L’absence d’entretien est une cause d’annulation de la convention de rupture, mais c’est à celui qui invoque cette cause d’en établir l’existence.

 

Arrêt de la chambre sociale de la Cour de cassation du 1er décembre 2016 (pourvoi n° 15-21.609)

 

 

Les faits :

 

Un employeur et un salarié concluent une rupture conventionnelle.

Le formulaire de rupture précise qu’il y a eu un entretien préalable.

Il est homologué tacitement par l’Inspection du Travail.

Le salarié a par la suite saisi le Conseil de prud’hommes, invoquant la nullité de la rupture conventionnelle pour cause d’absence d’entretien préalable.

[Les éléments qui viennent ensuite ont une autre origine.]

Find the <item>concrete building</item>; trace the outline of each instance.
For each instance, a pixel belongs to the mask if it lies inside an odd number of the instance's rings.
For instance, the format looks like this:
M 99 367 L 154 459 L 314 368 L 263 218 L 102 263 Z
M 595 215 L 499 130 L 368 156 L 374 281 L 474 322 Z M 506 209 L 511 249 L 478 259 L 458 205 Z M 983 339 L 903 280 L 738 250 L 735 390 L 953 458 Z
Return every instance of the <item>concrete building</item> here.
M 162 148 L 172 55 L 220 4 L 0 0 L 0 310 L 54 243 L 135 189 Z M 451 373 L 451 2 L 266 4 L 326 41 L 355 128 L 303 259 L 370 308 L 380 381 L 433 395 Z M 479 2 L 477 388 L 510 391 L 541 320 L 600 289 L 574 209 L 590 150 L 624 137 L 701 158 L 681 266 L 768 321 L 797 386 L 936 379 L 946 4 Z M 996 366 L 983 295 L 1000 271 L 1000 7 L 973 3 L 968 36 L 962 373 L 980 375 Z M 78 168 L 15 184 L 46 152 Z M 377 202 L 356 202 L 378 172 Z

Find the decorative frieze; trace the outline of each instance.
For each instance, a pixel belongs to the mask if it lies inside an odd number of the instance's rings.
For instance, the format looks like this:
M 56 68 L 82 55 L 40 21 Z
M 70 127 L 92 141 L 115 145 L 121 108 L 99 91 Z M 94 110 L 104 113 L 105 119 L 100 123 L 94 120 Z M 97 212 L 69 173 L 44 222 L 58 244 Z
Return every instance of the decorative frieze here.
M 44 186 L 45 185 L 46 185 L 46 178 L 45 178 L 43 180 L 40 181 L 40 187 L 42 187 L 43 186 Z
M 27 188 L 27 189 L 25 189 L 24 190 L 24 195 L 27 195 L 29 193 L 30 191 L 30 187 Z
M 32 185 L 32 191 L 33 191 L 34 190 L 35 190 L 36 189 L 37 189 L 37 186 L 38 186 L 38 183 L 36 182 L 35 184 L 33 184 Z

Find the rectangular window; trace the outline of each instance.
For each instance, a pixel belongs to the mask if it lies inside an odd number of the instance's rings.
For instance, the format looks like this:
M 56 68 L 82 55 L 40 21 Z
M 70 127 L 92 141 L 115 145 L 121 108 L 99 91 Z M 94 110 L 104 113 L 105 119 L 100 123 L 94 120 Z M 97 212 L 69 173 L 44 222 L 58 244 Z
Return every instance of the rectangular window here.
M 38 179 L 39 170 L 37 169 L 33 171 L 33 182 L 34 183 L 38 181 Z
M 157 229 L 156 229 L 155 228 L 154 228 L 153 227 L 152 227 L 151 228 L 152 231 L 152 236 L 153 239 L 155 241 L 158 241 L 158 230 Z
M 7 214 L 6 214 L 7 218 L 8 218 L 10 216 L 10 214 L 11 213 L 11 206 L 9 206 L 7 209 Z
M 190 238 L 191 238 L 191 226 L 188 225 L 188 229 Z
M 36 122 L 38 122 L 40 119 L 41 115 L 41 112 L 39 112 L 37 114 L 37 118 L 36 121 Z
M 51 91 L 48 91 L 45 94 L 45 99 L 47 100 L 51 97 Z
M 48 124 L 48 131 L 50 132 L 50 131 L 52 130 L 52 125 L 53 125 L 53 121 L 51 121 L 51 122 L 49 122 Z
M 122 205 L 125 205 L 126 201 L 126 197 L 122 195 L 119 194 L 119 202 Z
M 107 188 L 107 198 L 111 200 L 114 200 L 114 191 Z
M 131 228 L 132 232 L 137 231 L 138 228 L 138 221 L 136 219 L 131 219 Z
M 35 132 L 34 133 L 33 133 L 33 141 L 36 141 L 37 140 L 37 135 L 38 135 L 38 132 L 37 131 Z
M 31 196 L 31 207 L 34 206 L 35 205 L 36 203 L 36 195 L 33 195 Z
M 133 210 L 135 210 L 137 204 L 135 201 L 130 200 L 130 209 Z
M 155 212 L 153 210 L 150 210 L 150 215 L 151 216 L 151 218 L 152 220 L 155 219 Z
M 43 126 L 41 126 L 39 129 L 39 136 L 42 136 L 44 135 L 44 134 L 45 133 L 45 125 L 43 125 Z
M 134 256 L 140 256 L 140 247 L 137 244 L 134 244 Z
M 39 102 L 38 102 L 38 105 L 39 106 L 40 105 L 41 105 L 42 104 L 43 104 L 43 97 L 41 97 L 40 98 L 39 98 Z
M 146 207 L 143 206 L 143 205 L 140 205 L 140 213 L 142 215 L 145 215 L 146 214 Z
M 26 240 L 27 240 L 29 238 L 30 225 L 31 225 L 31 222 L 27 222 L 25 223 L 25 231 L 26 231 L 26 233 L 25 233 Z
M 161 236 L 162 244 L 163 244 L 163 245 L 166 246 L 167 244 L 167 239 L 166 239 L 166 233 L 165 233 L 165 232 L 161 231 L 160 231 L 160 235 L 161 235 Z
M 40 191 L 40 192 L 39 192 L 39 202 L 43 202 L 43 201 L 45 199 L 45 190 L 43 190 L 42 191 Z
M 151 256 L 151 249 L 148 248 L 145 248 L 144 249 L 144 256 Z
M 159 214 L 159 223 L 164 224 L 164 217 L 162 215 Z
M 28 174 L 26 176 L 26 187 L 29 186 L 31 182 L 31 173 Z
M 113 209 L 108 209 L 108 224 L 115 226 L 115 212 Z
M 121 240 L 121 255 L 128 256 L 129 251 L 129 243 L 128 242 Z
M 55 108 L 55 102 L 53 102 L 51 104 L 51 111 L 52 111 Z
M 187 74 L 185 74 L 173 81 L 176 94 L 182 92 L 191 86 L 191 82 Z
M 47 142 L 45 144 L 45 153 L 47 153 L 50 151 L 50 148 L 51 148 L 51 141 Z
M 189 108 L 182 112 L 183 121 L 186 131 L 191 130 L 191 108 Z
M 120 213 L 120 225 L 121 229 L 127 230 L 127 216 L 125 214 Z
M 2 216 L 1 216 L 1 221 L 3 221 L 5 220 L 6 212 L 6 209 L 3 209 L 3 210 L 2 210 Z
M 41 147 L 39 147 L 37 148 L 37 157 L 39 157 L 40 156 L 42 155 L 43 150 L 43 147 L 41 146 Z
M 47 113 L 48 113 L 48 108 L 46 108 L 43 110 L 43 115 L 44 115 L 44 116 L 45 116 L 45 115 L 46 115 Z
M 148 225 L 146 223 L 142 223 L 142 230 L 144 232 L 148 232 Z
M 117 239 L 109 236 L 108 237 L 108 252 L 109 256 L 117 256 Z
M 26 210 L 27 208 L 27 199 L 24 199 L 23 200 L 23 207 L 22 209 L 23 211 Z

Le Conseil de prud’hommes puis la Cour d’appel lui donnent raison au motif que l’employeur n’a pas rapporté la preuve de l’existence d’un entretien préalable.

La Cour de cassation casse l’arrêt de la Cour d’Appel au motif qu’il appartient à celui qui invoque une cause de nullité (en l’espèce le salarié) d’en établir l’existence.

 

 

Commentaire :

 

* La décision de la Cour de cassation rappelle d’abord sans surprise la règle selon laquelle la rupture conventionnelle d’un contrat de travail ne peut valablement intervenir qu’après un ou plusieurs entretiens entre l’employeur et le salarié, en application de l’article L 1237-12 du code du travail.

Ce texte ne précise pas combien d’entretiens sont nécessaires mais il est admis tant par l’Inspection du travail qui doit homologuer la rupture que par les juridictions prud’homales qu’un seul entretien suffit.

Si un entretien suffit, un entretien est en revanche nécessaire sous peine de nullité de la rupture conventionnelle.

Cette formalité procédurale a été prévue pour garantir la liberté de consentement du salarié.

 

* La seconde partie de l’arrêt commenté est plus surprenante, la Cour de cassation jugeant que c’est à celui qui invoque l’absence d’entretien (qui en pratique sera le salarié) de rapporter la preuve de ce manquement.

S’il existe une règle générale selon laquelle c’est à celui qui invoque une nullité d’établir l’existence de la cause susceptible d’entraîner l’annulation de la convention, il existe une autre règle tout aussi connue selon laquelle il n’est pas possible de rapporter une preuve négative.

Or, il est difficile voire impossible de prouver qu’un entretien n’a pas eu lieu.

En réalité, la Cour de cassation a refusé de mettre à la charge de l’employeur l’obligation – non prévue par les textes – de rapporter la preuve de l’existence de l’entretien préalable alors qu’il n’existe aucune obligation de convocation.

Ainsi, la mention dans le formulaire de rupture d’une date d’entretien fait présumer la réalisation effective d’un entretien préalable.

Les décisions de la chambre sociale de la Cour de cassation n’étant pas souvent favorable aux employeurs, celle-ci méritait bien quelques commentaires.

 

 

Les conseils du professionnel :

 

L’employeur a tout intérêt à mentionner une date d’entretien dans le formulaire de rupture.

Par ailleurs, pour éviter d’autre contestation, il lui est aussi conseillé d’inviter le salarié qui accepte la rupture conventionnelle de ne pas signer le formulaire de rupture le même jour que l’entretien, ce pour lui permettre de prendre le temps de la réflexion et le cas échéant de se faire conseiller.

De son côté, le salarié a intérêt à relire attentivement l’ensemble du formulaire de rupture et pas seulement la partie mentionnant l’indemnité de rupture.

Dans l’hypothèse où aucun entretien n’aurait eu lieu, il lui faudra demander à l’employeur de modifier le formulaire qui mentionne une date d’entretien et à défaut de modification, il devra refuser de signer le formulaire présenté.